If you want to avoid the extra job entirely, we can, again, specify the schema even for parquet files:

** WARNING ** Providing a schema may avoid this one-time hit to determine the DataFrame's schema. However, if you specify the wrong schema it will conflict with the true schema and will result in an analysis exception at runtime.

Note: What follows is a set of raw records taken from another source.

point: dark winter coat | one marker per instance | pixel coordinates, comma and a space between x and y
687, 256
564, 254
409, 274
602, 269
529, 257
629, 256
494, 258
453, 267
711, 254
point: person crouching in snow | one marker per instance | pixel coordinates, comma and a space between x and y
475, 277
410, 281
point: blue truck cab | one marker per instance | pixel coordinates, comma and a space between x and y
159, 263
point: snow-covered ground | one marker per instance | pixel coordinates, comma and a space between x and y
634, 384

# Required for StructField, StringType, IntegerType, etc.
from pyspark.sql.types import *

parquetSchema = StructType(
  [
    StructField("registration_dttm", TimestampType(), False),
    StructField("id", IntegerType(), False),
    StructField("first_name", StringType(), False),
    StructField("last_name", StringType(), False),
    StructField("email", StringType(), False),
    StructField("gender", StringType(), False),
    StructField("ip_address", StringType(), False),
    StructField("cc", StringType(), False),
    StructField("country", StringType(), False),
    StructField("birthdate", StringType(), False),
    StructField("salary", DoubleType(), False),
    StructField("title", StringType(), False),
    StructField("comments", StringType(), False)
  ]
)
(spark.read               # The DataFrameReader
  .schema(parquetSchema)  # Use the specified schema
  .parquet(parquetFile)   # Creates a DataFrame from Parquet after reading in the file
  .printSchema()          # Print the DataFrame's schema
)
root
 |-- registration_dttm: timestamp (nullable = true)
 |-- id: integer (nullable = true)
 |-- first_name: string (nullable = true)
 |-- last_name: string (nullable = true)
 |-- email: string (nullable = true)
 |-- gender: string (nullable = true)
 |-- ip_address: string (nullable = true)
 |-- cc: string (nullable = true)
 |-- country: string (nullable = true)
 |-- birthdate: string (nullable = true)
 |-- salary: double (nullable = true)
 |-- title: string (nullable = true)
 |-- comments: string (nullable = true)

In most/many cases, people do not provide the schema for Parquet files because reading in the schema is such a cheap process.